In 1988, Peggy McIntosh gave us “White Privilege: Unpacking the Invisible Knapsack” to expand our thinking about the reality that being born white in America means that one is free from a host of pressures and burdens that racial minorities have no choice but to face. In 1989, UCLA Law professor Kimberlé W. Crenshaw coined the phrase “intersectionality” to help us see that American life is best understood from an integrative perspective, emphasizing the intersection of several attributes like gender, race, class, and nation. There is not one aspect of our lives that defines who we are. For nearly 25 years, “white privilege” and “intersectionality” have been standard categories in discussions of race in American life. After reading about these ideas I am wondering why Christians do not use these themes when talking about “racial reconciliation.”
Perhaps the cause of this reticence is that progressives see inequality and privilege as something to be remedied–as something abnormal — whereas a more virtuous understanding of these issues in an imperfect world sees privilege and inequality as a opportunity to practice charity and spread shalom.

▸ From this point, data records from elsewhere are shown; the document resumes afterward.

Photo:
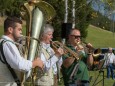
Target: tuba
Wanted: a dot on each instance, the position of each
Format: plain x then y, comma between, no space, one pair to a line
36,13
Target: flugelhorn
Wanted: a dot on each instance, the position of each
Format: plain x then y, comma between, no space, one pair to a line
57,44
89,49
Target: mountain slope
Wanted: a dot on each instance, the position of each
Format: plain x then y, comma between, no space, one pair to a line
100,38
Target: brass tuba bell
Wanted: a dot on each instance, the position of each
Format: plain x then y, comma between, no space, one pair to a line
36,13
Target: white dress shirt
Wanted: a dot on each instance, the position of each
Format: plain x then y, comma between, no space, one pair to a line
47,55
13,57
15,60
51,62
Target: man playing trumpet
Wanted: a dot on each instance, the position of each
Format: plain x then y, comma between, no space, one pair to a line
75,71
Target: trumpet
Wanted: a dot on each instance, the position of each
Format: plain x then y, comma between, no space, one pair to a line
89,49
57,44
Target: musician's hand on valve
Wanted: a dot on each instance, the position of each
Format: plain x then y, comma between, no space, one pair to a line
59,52
37,62
90,47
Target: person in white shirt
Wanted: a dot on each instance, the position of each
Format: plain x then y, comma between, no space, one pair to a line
109,61
12,31
49,57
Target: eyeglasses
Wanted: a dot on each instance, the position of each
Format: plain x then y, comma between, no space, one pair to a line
76,36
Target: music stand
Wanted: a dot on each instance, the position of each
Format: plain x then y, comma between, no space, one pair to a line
100,68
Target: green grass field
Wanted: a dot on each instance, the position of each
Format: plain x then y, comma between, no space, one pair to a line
99,38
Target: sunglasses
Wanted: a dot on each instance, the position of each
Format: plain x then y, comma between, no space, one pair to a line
76,36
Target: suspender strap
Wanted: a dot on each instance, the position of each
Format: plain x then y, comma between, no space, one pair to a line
11,70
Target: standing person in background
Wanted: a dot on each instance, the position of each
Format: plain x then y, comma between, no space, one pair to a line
10,57
79,69
49,58
110,61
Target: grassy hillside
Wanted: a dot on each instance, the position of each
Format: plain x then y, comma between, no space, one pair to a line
100,38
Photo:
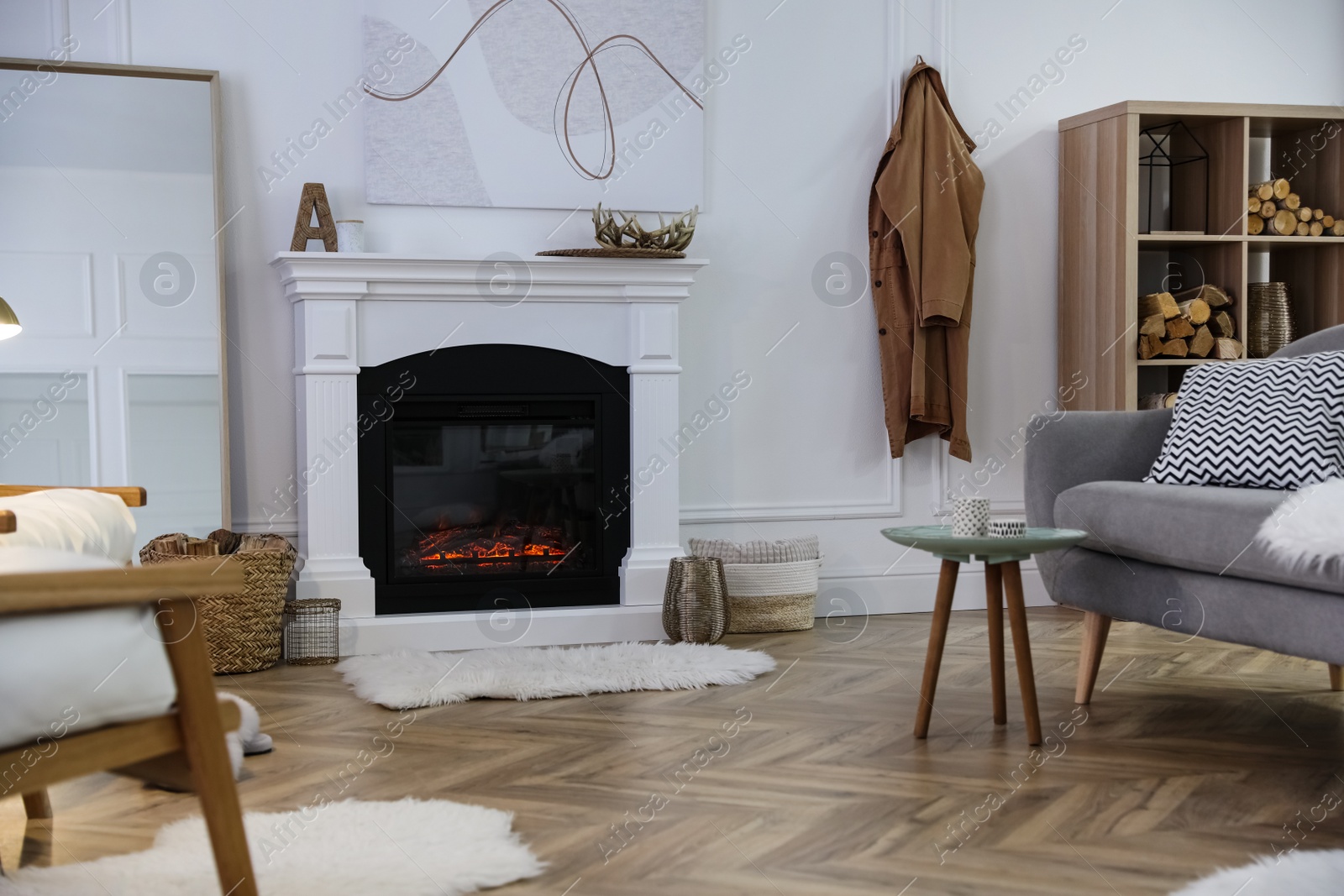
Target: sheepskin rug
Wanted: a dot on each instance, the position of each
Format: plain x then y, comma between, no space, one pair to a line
1308,528
410,848
410,679
1303,873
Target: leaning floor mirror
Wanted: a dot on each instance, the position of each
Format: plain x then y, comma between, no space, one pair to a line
111,215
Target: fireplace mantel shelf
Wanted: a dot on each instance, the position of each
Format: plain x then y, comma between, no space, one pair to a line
376,275
355,311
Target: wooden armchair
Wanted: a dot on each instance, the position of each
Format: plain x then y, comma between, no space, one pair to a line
131,495
195,727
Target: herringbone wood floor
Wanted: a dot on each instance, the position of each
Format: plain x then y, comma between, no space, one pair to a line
1194,757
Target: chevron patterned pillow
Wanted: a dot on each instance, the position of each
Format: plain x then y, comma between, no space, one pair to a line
1274,423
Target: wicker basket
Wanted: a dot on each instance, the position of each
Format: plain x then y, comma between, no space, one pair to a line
772,597
696,606
242,629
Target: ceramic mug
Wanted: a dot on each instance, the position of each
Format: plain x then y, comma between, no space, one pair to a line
1008,528
971,517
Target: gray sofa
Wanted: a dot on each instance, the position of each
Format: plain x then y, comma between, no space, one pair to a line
1176,557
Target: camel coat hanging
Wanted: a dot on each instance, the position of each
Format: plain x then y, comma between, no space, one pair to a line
924,212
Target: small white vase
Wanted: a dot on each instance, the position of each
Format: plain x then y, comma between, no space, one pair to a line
971,517
349,237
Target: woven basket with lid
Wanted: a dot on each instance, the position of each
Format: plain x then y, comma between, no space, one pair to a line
242,629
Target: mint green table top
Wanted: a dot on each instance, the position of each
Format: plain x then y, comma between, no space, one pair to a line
940,542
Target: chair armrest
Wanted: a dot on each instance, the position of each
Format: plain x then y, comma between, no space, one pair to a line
131,495
89,589
1088,446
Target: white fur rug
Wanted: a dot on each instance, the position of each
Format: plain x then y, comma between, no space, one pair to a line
1308,528
412,848
410,679
1303,873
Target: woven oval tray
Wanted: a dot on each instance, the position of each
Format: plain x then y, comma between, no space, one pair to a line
604,251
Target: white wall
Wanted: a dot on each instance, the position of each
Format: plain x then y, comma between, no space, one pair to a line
792,141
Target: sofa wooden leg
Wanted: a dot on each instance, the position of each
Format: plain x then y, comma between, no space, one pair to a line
937,637
1021,647
37,805
1095,627
995,605
203,741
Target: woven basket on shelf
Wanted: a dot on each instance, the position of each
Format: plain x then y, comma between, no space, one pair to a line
242,629
772,597
1270,325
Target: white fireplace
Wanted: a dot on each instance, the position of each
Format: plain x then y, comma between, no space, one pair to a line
355,311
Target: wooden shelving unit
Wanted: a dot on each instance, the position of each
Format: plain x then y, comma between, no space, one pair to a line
1105,262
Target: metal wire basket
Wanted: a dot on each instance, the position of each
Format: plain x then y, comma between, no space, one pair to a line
312,631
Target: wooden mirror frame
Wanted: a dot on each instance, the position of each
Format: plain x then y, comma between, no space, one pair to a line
215,123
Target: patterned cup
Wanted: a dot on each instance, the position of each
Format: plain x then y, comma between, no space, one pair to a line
971,517
1008,528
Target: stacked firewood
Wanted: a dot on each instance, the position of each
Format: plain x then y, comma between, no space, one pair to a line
1274,210
1193,322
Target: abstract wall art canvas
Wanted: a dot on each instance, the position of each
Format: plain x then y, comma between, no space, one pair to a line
535,103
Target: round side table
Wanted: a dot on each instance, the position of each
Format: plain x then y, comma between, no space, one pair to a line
1001,578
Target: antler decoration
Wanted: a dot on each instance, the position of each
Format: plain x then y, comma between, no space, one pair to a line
675,235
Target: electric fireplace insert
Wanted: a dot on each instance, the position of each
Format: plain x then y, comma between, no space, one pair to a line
487,479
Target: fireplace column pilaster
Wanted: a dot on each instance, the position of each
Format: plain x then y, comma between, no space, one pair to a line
328,434
655,492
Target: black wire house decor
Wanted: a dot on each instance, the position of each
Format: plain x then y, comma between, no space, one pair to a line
1173,181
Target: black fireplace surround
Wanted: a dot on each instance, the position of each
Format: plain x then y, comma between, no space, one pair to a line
483,486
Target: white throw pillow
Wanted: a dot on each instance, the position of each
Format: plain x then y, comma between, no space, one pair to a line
1273,423
73,520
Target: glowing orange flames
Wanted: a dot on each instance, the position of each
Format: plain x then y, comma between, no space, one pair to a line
506,548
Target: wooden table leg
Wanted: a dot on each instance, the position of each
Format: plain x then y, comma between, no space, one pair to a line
1021,647
937,636
995,605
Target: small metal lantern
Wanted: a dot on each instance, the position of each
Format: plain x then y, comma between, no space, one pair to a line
696,606
312,631
1173,181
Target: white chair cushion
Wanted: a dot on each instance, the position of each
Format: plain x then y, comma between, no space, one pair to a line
73,520
73,672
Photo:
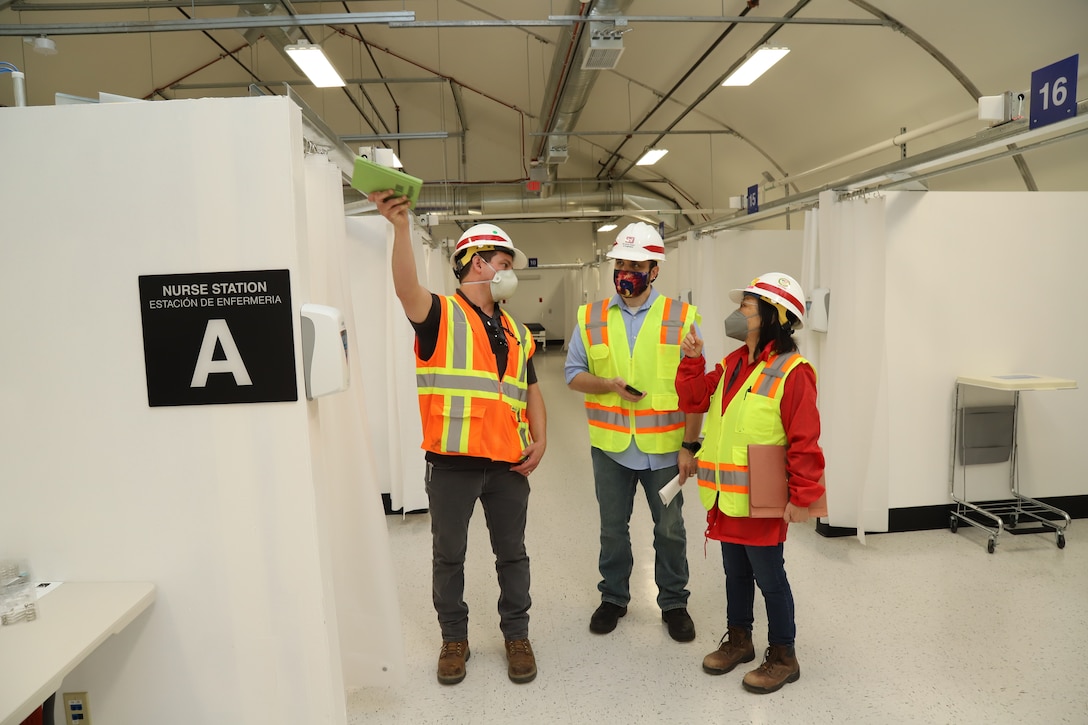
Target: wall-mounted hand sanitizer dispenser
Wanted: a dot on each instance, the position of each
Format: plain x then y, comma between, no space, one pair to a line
818,309
324,351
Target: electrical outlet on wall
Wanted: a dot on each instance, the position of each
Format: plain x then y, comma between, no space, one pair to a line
76,709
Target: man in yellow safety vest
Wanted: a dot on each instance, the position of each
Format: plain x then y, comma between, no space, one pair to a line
622,356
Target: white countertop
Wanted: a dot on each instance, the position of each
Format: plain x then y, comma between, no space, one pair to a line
1017,381
73,619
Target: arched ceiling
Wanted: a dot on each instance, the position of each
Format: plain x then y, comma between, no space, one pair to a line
466,91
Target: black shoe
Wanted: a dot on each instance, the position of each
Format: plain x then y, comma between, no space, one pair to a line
606,617
681,628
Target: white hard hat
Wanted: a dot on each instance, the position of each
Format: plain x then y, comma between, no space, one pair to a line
778,289
638,242
485,237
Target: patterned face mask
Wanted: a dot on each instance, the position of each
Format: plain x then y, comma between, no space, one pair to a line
630,284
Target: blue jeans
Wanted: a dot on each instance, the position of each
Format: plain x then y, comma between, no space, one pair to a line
615,486
745,566
504,496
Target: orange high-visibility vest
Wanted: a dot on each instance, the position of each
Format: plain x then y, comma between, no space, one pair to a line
655,421
466,408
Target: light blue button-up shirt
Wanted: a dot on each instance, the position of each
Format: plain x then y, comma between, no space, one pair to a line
578,360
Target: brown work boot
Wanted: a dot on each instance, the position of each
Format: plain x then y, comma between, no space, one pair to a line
736,647
452,662
779,666
522,664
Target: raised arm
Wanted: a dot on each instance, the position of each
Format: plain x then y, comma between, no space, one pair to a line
413,296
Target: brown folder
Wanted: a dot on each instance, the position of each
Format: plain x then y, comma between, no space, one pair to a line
768,491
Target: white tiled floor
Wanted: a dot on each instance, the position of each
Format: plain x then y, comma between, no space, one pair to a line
919,627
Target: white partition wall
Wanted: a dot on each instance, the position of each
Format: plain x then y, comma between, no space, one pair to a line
387,363
221,506
927,286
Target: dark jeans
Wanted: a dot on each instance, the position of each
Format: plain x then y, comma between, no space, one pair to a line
505,499
745,566
615,486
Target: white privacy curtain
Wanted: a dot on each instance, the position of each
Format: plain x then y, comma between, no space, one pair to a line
387,363
844,252
356,554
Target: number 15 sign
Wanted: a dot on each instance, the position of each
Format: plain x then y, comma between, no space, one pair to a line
1054,93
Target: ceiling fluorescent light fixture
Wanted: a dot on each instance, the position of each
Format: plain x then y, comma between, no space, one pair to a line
757,63
312,61
651,157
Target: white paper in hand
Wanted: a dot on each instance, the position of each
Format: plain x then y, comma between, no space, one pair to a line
670,490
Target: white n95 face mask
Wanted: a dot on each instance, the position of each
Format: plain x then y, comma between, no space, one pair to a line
503,284
737,326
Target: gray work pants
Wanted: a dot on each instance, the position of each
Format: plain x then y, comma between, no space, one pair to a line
504,496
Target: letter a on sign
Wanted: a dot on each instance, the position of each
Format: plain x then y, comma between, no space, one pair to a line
217,331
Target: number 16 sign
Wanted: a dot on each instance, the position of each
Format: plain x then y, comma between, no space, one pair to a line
1054,93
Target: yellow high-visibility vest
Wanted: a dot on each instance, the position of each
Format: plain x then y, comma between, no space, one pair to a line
754,416
655,420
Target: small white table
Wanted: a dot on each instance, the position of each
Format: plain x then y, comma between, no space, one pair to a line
994,515
73,621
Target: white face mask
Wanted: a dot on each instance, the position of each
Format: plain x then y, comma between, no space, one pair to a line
503,284
737,324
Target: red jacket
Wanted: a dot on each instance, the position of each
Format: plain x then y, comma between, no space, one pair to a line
800,418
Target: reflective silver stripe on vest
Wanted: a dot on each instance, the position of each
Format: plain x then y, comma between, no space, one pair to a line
773,370
461,334
456,419
461,382
659,419
674,324
607,417
512,392
598,321
729,477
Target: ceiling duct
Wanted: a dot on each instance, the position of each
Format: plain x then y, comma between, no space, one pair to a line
569,200
606,46
569,85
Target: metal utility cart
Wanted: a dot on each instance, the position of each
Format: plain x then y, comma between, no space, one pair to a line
988,434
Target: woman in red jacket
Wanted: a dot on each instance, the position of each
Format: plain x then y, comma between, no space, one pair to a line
762,393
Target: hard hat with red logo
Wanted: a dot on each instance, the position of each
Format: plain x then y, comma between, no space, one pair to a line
638,242
485,237
779,290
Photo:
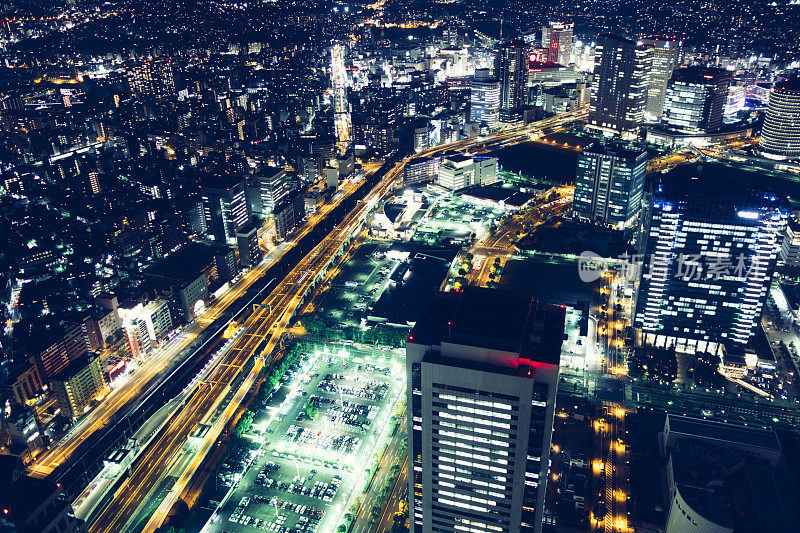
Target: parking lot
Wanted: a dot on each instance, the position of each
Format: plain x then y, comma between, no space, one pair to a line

Since the release of my book Aliens In The Promise Land in 2013, I am bringing to a close my work on race and evangelicalism. If the goal is to demonstrate that being made in the image of God and having equality in the gospel (Gen 1:26-28; Gal 3:28) has implications for daily life, there needs be a more dynamic discussion beyond “racial reconciliation.” In fact, it seems to me that evangelicals will not make progress on race until the discussion advances integrative concepts like “white privilege” and “intersectionality.” “Racial reconciliation” does not cut deep enough and often ignores the intersections and the roles of class and social power.